Raw fish is a great source of taurine. You can also choose to give your cat freeze dried fish, fish flakes fish treats as well as dehydrated fish. The following are some amounts contained in several types of fish
- Canned tuna - 41.5mh/100g
- Chunk light tuna - 39mg/100g
- Frozen codfish - 31mg/100g
- Raw whitefish - 113.9mg/100g
Shellfish contain even more taurine than fish. However, not all cat food products contain shellfish. They may also be rather costly in certain areas.
- Raw scallops - 827.7mg/100g
- Raw mussels - 39.4mg/100g
- Raw clams - 240mg/100g
- Canned clams - 152mg/100g
- Fresh oysters - 70mg/100g
- Raw squid - 356.7mg/100g
Meat and poultry also contain lots of taurine. Dark poultry meat has a higher taurine content compared to light meat. You should be able to get raw and freeze-dried meat for your cat quite easily.

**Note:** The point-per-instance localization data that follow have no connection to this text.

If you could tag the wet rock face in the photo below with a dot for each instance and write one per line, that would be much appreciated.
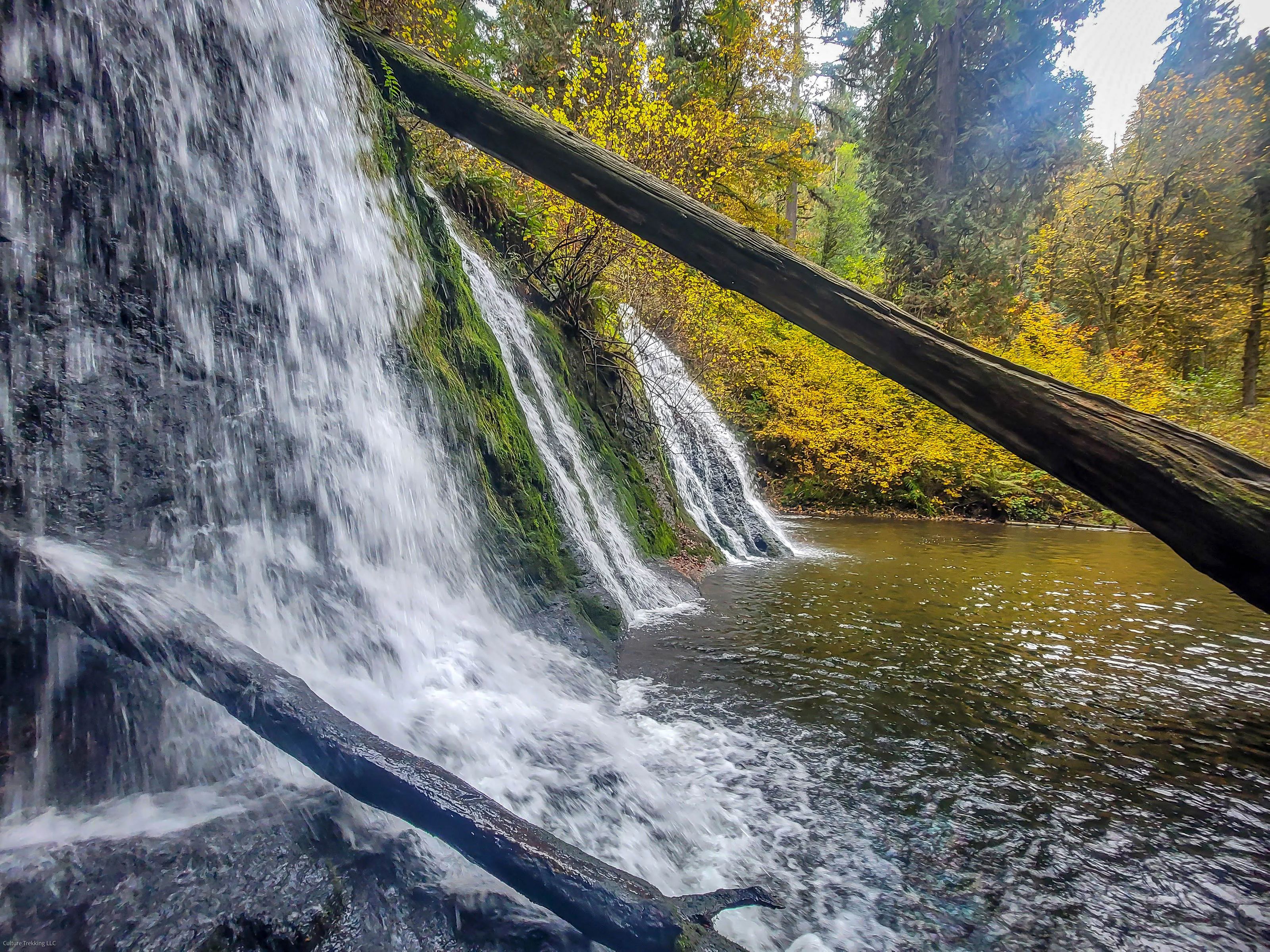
(281, 877)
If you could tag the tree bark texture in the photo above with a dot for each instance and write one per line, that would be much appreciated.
(602, 902)
(1206, 499)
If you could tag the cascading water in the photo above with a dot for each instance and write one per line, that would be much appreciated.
(586, 503)
(202, 282)
(708, 461)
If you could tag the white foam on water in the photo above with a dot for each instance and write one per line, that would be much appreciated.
(318, 516)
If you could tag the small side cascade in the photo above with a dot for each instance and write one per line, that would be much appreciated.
(708, 461)
(586, 503)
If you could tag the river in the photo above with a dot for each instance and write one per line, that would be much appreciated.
(1037, 738)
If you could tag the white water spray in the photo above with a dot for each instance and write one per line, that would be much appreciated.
(708, 461)
(241, 433)
(587, 505)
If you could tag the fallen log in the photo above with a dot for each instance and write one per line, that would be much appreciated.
(606, 904)
(1206, 499)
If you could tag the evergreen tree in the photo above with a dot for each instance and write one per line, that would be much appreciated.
(970, 124)
(1201, 37)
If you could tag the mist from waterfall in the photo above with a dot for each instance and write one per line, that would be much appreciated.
(586, 503)
(709, 464)
(205, 282)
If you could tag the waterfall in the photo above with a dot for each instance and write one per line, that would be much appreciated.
(708, 461)
(202, 278)
(586, 505)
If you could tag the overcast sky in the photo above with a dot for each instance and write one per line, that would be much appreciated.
(1117, 50)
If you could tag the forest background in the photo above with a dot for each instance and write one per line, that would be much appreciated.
(941, 159)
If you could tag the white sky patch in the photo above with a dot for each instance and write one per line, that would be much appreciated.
(1116, 50)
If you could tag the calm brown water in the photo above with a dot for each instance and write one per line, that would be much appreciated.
(1043, 739)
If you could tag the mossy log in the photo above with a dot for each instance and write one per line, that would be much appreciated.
(602, 902)
(1206, 499)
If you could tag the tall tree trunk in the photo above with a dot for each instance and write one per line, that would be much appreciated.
(795, 105)
(1202, 497)
(948, 74)
(1259, 242)
(679, 13)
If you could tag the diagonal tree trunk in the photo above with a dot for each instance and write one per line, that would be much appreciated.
(606, 904)
(1202, 497)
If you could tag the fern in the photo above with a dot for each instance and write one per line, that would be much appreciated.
(392, 88)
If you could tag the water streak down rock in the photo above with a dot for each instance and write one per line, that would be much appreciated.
(1203, 498)
(602, 902)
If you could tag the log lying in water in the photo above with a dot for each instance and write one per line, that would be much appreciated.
(602, 902)
(1206, 499)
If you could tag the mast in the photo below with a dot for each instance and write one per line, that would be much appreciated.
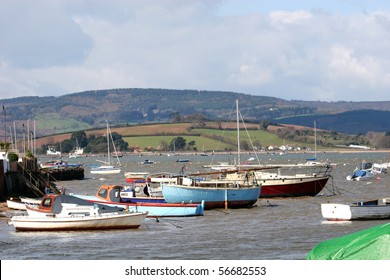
(315, 140)
(108, 147)
(238, 135)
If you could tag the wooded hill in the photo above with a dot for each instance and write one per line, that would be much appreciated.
(91, 109)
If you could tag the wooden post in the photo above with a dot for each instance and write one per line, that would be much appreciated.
(2, 179)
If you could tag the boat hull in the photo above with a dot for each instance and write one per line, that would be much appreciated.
(100, 222)
(155, 210)
(292, 187)
(343, 212)
(213, 197)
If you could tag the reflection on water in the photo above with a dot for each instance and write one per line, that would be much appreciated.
(285, 228)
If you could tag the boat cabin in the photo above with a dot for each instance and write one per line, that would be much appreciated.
(110, 193)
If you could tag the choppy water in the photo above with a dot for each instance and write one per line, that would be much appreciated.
(276, 229)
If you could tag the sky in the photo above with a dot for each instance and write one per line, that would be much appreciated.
(314, 50)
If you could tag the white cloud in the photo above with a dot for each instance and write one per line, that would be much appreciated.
(58, 47)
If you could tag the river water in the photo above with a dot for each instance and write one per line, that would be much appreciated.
(275, 229)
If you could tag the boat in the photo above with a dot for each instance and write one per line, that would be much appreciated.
(369, 244)
(77, 153)
(360, 175)
(286, 180)
(293, 180)
(63, 212)
(364, 210)
(182, 160)
(51, 151)
(231, 189)
(62, 170)
(15, 204)
(148, 161)
(379, 168)
(112, 195)
(136, 177)
(107, 168)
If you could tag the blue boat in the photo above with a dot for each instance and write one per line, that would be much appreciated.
(232, 189)
(221, 193)
(110, 195)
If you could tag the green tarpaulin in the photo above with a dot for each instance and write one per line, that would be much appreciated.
(369, 244)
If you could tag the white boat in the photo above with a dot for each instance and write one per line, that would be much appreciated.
(360, 175)
(21, 203)
(286, 180)
(107, 168)
(62, 212)
(52, 152)
(365, 210)
(16, 204)
(77, 153)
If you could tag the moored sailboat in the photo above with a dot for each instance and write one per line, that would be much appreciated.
(233, 189)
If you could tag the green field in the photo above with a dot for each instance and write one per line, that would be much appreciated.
(201, 143)
(212, 139)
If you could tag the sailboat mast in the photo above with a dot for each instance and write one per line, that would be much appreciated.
(108, 147)
(238, 136)
(315, 140)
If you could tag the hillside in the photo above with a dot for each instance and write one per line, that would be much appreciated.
(91, 109)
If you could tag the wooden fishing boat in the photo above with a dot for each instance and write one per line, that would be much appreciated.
(228, 192)
(286, 180)
(63, 212)
(112, 195)
(365, 210)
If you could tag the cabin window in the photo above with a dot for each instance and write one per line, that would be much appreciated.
(103, 193)
(46, 202)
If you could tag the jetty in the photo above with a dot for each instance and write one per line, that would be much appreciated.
(24, 178)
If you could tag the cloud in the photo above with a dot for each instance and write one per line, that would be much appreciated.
(58, 47)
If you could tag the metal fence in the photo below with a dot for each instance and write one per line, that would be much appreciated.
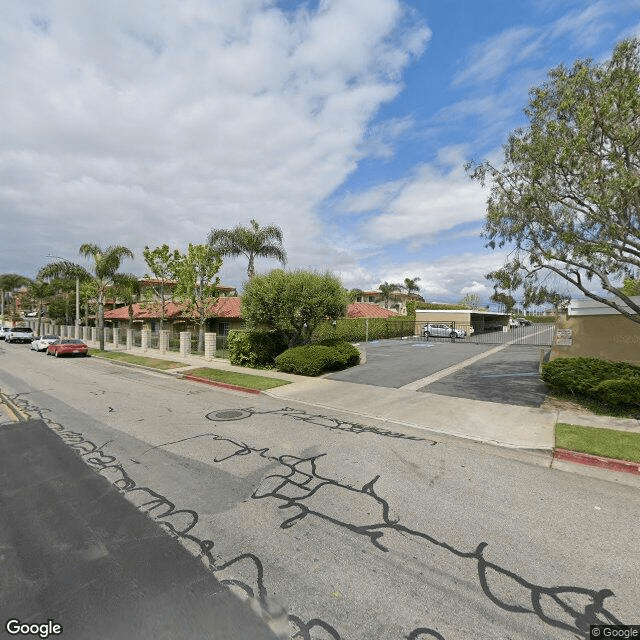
(535, 334)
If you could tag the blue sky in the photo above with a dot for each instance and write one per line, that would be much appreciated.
(346, 123)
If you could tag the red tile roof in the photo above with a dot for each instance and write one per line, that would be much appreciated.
(223, 308)
(368, 310)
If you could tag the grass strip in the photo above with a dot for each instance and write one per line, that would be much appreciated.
(155, 363)
(608, 443)
(239, 379)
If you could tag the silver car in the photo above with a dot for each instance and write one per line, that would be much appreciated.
(442, 331)
(41, 343)
(18, 334)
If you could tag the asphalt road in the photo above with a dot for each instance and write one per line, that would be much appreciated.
(510, 376)
(362, 531)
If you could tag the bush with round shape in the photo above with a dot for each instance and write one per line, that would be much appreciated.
(619, 391)
(609, 382)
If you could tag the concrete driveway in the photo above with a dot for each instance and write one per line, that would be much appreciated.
(498, 373)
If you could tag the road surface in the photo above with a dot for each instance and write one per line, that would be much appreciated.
(361, 530)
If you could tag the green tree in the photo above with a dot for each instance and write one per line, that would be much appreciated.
(293, 303)
(253, 242)
(9, 285)
(567, 197)
(471, 301)
(631, 287)
(38, 294)
(104, 273)
(128, 290)
(386, 291)
(162, 264)
(197, 284)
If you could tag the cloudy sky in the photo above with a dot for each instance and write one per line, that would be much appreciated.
(345, 122)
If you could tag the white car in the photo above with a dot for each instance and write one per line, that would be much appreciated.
(442, 330)
(18, 334)
(41, 343)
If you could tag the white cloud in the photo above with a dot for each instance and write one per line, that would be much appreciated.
(478, 288)
(135, 124)
(447, 278)
(435, 198)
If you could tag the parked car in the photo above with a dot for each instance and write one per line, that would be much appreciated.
(442, 330)
(18, 334)
(41, 343)
(67, 347)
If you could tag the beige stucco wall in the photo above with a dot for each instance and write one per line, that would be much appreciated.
(610, 337)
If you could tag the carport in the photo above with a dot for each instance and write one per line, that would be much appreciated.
(471, 320)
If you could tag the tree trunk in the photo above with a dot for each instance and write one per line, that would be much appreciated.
(201, 334)
(101, 323)
(39, 322)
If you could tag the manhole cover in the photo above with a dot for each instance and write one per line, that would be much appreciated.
(230, 414)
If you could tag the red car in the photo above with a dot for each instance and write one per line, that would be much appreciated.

- Raw turkey (dark meat) - 306mg/100g
- Roasted turkey (dark meat) - 299.6mg/100g
- Raw turkey (light meat) - 29.6mg/100g
- Roasted turkey (light meat) - 11.1mg/100g
- Raw chicken (dark meat) - 82.6mg/100g
- Raw chicken (light meat) - 17.5mg/100g
- Raw lamb - 43.8mg/100g
- Raw beef - 43.1mg/100g
- Broiled beef - 38.4mg/100g
If you are looking for a balanced, healthy meal that contains all the nutrients that your cat needs, Petcubes’ raw diets for cats are a delicious option that you cat will love.
Taurine supplements for cats
If you’re wondering if you should give your cat taurine supplements, here’s the good news. Almost all commercially available cat foods have adequate taurine for your cat. As such, taurine supplements for cats are usually only needed if your cat is not taking in a proper, balanced and nutritious diet.
Cats who are fed a vegetarian or vegan diet may need taurine supplements as this amino acid mostly comes from meat, and fish sources. You may also want to give taurine supplements to your cat if it is displaying symptoms of taurine deficiency.
While supplementing your cat’s diet with taurine is usually safe, do check with your vet before doing so. Your vet may be able to make recommendations on which taurine supplements are best for your cat. Additionally, some supplements do not just contain taurine but also other cat vitamins that are essential for your feline.
Taurine is an essential amino acid that is important to your cat’s health. The lack of taurine will result in numerous health issues, some of which are irreversible. As such, it is important to ensure that your cat’s diet contains a good level of taurine. If you are planning on giving your cat taurine supplements, do check with your veterinarian before you do so to ensure that the supplement is safe for your cat.